Weshalb die Zahl der Plagiate im Steigen begriffen ist und warum Österreich Studiengebühren und ein differenziertes Hochschulsystem braucht, sagen die Hochschulforscher im Interview mit derStandard.at.

derStandard.at: Würden Sie einem jungen Menschen heute noch empfehlen, in die Wissenschaft zu gehen?

Pechar: Menschen, die auf solche Empfehlungen warten, sollten nicht in die Wissenschaft gehen. Jemand, der sich für die wissenschaftliche Karriere eignet, hat eine intrinsische Motivation, so dass er die offenkundigen Mängel und Schwierigkeiten, die es derzeit im System gibt, in Kauf nimmt. Das ändert aber nichts daran, dass es ernste Probleme gibt.

Park: Ich glaube, es ist disziplinär sehr unterschiedlich. In den Natur- und Technikwissenschaften ist es etwas ganz anderes als in den Sozial- und Geisteswissenschaften. Bei Letzteren würde ich schon sagen, dass man sich derzeit nicht darauf verlassen kann, in der Wissenschaft bleiben zu können, sondern sich tunlichst andere Optionen offenhalten sollte.

Entscheidend sind offensichtlich auch Persönlichkeitsmerkmale. Leute, die das Gefühl haben, besonders gut im Leben zu stehen, eine besonders große Kontrolle über ihr Leben zu haben, entscheiden sich eher für diese Hochrisiko-Karriere. Das hat eine soeben vorgestellte Studie aus Deutschland ergeben.
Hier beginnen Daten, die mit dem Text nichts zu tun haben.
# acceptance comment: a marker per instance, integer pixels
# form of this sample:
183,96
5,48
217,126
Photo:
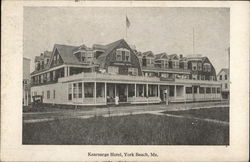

derStandard.at: Was macht einen guten Wissenschaftler sonst noch aus?

Park: Das Allererste ist ein großes Interesse an dem, was man tut. Wenn einem das Freude macht, ist das die Grundvoraussetzung für eine wissenschaftlichen Karriere. In unseren Interviews haben wir allerdings auch oft gehört, dass man auch immer mehr zu einem PR-Manager in eigener Sache werden muss. Dazu gehört, sich verkaufen zu können, zu wissen, welche Networking-Strategien man aufnimmt. Alleine das Forschungsinteresse reicht nicht.

Pechar: Akademische Karrieren sind in manchen Bereichen risikoreicher geworden, als sie es vor 100 Jahren waren. Das System ist so stark angewachsen und es sind viel mehr Mitbewerber am Markt. Es hat an Komplexität gewonnen und der Konkurrenzdruck hat zugenommen.

Landhockey ist in Österreich kein sehr verbreiteter Sport. Wenn man sportlich gut ist und sich für diese Sportart entscheidet, hat man gute Chancen, in einer der guten Mannschaften spielen zu können. Bei Fußball ist das schon schwieriger - auch wenn man die Chancen im Fußball mit der Situation vor 80 Jahren vergleicht. Es sind heute einfach sehr viel mehr Akteure im Feld.

derStandard.at: Welche besonderen Merkmale haben wissenschaftliche Karrieren im deutschsprachigen Raum? 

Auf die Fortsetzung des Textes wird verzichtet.